2) No. Do not try to tailor your code to our internal thresholds that can change in any release without warning. If you run a piece of code and it's not performing as well as you expect, and a built-in function is the bottleneck (as shown by the profiling tools in MATLAB, report that to Technical Support and ask if there's an alternative or if they can report that to the development staff for investigation.

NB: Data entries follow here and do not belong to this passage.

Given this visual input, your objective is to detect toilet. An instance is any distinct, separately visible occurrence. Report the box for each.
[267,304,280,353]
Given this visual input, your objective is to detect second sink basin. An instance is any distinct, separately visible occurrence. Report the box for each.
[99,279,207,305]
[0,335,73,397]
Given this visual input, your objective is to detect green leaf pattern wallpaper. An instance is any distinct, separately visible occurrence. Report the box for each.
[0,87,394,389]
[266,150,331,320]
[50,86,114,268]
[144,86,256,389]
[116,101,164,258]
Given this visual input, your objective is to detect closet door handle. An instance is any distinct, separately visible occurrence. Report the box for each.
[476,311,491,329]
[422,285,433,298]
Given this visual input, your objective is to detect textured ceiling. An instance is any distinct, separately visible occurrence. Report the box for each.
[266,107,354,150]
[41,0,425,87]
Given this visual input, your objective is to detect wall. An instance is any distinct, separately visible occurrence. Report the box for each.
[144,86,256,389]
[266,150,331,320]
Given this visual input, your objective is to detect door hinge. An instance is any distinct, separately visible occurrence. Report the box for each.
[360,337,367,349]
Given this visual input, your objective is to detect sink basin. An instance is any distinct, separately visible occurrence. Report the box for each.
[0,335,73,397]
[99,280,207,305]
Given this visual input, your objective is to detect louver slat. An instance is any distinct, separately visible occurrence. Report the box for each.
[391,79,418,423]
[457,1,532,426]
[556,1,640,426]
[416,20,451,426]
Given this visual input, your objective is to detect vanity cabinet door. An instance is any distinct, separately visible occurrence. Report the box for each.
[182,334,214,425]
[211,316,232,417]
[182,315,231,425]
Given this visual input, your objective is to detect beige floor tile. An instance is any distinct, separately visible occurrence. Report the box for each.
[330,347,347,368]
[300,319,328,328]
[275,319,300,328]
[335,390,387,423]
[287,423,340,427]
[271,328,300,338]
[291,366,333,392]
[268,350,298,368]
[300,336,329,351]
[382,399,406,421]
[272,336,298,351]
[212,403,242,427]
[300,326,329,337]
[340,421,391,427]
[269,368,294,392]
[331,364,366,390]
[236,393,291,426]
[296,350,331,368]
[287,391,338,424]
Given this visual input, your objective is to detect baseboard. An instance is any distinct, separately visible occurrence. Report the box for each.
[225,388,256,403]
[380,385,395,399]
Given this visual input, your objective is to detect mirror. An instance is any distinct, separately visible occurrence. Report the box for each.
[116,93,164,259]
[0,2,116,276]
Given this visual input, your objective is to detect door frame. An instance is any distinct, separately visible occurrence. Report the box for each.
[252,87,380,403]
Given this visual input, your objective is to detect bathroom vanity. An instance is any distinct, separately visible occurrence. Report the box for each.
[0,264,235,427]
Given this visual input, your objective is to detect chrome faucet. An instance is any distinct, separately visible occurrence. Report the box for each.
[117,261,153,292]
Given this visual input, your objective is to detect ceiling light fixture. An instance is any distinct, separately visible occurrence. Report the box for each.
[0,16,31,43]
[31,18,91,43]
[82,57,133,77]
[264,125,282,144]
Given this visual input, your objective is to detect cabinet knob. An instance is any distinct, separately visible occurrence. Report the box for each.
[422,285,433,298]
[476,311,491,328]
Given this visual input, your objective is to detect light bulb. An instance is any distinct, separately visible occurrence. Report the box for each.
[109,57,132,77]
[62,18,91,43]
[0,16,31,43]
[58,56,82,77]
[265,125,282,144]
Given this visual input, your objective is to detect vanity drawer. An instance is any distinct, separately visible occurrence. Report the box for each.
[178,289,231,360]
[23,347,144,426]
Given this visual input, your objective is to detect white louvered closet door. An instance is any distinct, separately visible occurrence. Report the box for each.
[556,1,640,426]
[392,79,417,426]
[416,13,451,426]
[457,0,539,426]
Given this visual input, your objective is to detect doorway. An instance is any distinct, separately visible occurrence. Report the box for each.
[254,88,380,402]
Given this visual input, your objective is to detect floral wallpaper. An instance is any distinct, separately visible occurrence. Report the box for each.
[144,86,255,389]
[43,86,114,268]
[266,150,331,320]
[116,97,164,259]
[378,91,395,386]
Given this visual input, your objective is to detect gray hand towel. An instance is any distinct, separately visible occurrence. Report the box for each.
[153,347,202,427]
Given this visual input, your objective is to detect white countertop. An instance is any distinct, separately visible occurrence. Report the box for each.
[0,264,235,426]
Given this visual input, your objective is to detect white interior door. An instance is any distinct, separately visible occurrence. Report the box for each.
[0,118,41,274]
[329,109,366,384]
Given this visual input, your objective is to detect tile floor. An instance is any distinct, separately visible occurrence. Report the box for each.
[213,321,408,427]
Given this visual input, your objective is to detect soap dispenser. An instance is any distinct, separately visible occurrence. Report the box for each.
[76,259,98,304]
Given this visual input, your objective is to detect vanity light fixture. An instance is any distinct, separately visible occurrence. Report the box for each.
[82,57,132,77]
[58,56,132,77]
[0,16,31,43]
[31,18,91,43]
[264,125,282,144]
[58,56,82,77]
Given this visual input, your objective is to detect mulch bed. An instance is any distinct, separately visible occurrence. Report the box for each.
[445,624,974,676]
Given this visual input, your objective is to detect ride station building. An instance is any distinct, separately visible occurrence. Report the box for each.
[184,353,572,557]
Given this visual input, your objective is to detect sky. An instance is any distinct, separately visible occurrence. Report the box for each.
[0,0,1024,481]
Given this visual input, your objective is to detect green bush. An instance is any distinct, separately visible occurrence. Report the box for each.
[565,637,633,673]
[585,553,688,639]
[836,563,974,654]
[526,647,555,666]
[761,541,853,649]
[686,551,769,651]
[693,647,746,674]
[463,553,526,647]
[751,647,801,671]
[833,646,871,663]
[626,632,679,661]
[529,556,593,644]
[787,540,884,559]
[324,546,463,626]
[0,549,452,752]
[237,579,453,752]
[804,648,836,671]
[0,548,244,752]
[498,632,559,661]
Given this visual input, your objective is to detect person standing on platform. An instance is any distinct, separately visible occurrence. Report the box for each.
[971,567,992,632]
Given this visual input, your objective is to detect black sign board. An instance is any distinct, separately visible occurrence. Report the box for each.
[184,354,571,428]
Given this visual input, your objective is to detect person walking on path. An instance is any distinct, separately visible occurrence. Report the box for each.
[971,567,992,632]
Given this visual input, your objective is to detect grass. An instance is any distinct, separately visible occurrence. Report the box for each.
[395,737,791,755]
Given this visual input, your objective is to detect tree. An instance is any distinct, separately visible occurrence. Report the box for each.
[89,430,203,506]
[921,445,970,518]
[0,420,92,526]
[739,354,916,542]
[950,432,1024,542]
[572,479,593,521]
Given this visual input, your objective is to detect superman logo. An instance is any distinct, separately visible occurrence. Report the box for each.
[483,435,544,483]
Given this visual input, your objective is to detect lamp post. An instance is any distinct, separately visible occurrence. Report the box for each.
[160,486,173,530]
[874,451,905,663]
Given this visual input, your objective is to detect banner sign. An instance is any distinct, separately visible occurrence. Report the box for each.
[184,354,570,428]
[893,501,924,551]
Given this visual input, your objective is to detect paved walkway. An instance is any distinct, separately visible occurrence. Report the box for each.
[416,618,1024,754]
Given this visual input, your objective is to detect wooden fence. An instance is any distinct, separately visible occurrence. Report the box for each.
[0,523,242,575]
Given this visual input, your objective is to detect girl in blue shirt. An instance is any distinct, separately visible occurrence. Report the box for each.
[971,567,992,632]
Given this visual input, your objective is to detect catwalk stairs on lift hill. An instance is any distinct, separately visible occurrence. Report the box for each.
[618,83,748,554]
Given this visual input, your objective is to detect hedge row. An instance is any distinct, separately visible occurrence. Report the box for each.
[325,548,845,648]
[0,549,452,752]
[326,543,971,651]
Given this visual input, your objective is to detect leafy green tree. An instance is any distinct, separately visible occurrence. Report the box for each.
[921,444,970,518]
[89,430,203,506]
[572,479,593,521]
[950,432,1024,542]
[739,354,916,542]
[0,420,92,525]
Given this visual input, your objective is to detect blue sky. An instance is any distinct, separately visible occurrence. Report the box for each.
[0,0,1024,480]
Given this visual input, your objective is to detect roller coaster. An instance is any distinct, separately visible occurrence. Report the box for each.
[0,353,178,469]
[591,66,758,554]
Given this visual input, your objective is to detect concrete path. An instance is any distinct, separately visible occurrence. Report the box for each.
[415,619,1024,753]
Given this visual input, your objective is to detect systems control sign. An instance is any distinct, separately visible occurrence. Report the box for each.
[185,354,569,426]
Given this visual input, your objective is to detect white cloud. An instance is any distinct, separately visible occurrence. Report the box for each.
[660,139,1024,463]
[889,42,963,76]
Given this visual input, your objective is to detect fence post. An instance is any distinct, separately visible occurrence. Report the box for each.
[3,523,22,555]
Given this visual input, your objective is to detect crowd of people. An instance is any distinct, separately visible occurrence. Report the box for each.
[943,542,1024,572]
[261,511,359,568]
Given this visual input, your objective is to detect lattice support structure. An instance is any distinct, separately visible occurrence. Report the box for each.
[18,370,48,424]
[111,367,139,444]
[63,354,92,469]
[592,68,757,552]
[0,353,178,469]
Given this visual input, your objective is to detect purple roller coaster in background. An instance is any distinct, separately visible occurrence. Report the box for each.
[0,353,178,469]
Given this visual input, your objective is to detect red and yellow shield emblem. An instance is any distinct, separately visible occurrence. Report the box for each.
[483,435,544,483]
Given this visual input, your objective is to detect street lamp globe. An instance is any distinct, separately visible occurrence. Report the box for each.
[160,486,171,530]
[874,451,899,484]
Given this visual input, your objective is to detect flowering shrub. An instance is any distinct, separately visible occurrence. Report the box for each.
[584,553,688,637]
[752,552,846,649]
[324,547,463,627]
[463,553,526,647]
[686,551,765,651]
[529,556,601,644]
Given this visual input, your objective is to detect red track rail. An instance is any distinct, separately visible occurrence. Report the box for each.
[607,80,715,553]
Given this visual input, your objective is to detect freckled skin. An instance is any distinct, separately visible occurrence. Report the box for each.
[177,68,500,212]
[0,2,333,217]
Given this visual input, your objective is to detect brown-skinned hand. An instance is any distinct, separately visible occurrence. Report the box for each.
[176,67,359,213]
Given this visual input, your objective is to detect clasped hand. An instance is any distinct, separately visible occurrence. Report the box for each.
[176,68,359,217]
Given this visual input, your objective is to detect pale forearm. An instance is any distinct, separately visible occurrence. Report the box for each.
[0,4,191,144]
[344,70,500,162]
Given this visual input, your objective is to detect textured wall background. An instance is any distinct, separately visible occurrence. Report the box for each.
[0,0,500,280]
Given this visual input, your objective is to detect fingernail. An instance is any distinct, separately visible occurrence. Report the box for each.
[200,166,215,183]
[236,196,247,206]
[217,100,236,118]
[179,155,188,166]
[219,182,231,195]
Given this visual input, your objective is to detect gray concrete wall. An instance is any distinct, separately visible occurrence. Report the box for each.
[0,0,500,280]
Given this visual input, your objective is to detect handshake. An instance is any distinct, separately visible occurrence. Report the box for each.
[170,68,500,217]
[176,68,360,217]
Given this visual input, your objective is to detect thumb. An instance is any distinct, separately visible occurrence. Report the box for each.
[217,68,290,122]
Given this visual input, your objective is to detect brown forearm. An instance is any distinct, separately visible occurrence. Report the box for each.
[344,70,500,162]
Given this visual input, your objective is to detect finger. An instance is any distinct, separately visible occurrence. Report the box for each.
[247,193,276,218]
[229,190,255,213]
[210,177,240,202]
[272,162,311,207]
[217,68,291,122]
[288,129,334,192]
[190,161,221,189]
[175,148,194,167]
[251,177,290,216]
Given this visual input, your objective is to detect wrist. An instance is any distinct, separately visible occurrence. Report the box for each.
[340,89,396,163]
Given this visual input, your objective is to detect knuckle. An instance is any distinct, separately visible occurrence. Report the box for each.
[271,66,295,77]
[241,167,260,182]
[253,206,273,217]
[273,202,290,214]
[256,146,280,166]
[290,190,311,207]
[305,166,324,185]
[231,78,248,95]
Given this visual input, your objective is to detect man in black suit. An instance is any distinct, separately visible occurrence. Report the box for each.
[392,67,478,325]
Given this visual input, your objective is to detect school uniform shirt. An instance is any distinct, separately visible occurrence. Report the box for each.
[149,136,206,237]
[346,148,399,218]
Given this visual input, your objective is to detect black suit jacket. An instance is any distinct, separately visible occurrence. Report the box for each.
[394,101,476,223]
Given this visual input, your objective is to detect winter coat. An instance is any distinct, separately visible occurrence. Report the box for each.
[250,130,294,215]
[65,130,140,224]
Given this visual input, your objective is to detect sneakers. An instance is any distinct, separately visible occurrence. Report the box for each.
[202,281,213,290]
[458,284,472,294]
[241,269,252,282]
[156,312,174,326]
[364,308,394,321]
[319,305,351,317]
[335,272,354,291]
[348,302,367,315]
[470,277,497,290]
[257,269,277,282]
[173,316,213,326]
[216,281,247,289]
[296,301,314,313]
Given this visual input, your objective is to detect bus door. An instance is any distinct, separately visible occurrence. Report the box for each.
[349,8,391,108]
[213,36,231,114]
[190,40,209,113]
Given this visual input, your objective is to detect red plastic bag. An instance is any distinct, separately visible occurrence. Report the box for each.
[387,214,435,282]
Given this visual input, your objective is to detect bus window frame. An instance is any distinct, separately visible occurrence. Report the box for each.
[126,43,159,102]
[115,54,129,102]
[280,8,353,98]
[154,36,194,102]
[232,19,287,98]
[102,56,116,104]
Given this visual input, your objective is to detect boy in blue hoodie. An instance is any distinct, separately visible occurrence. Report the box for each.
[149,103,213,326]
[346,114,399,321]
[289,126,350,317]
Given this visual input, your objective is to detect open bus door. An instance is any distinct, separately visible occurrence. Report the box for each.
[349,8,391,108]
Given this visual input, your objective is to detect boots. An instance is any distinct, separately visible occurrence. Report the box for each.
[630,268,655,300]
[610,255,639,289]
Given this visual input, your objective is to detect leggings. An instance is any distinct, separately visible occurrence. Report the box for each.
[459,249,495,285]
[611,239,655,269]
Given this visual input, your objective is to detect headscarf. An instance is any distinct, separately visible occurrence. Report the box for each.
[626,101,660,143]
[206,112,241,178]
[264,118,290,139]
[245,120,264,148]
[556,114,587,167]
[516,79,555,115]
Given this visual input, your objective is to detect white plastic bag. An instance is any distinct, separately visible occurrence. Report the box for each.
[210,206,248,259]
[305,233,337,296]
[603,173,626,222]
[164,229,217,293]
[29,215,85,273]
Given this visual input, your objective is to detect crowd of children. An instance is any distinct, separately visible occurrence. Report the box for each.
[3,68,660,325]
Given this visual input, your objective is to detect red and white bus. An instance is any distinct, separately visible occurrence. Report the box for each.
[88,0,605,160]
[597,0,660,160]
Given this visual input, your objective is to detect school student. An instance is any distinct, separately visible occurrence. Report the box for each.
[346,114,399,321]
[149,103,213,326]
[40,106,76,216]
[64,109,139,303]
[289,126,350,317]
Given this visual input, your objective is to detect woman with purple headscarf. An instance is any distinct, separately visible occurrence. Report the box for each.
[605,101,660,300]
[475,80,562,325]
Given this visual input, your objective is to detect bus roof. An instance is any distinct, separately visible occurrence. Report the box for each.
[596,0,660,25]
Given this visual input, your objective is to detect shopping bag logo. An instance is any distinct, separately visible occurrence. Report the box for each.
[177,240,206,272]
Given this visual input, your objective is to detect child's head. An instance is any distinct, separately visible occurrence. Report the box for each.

3) If you pass single precision data into var, the result you receive back will be in single precision. The default behavior of sum (which is the behavior used in var) is "If X is floating point, that is double or single, S has the same class as X. If X is not floating point, S has class double." That second sentence doesn't apply in this context, since var throws an error if you try to call it with integer data.
Ram Kumar Venkateswaran
on 6 Feb 2021
Hi Jan, But when I have a parallel computing toolbox, I can manually give the number of cores right? Is there any way to check if the MATLAB run is distributed among the cores by using the task manager? I believe this should make my code run faster, especially if it takes hours on a single core? Thanks, Ram
John D'Errico
on 16 Dec 2016
MATLAB uses multiple cores only when there will be a gain. The problem is that multi-threading itself has overhead. So on simple, fast operations, there is no gain. It sometimes takes serious;y large problems before multiple cores kick in. Yes, I've gotten mine running at times, humming away, getting the fan to kick on, etc. But most of the time, on most operations, each specific call is done before you would even see multiple cores starting up. So if you are doing a lot of small operations on some problem, then no, multi-threading will never happen, and you simply won't gain from anything automatic.
If you are doing the same sets of operations on multiple problems, then yes, you can gain from using parallel processing, because you farm the whole operation out to separate processors, with one processor handling each separate problem. n processors, so it will approach an n-fold speedup. But again, there are costs in this, so you never gain a full n-fold speedup from using n cores.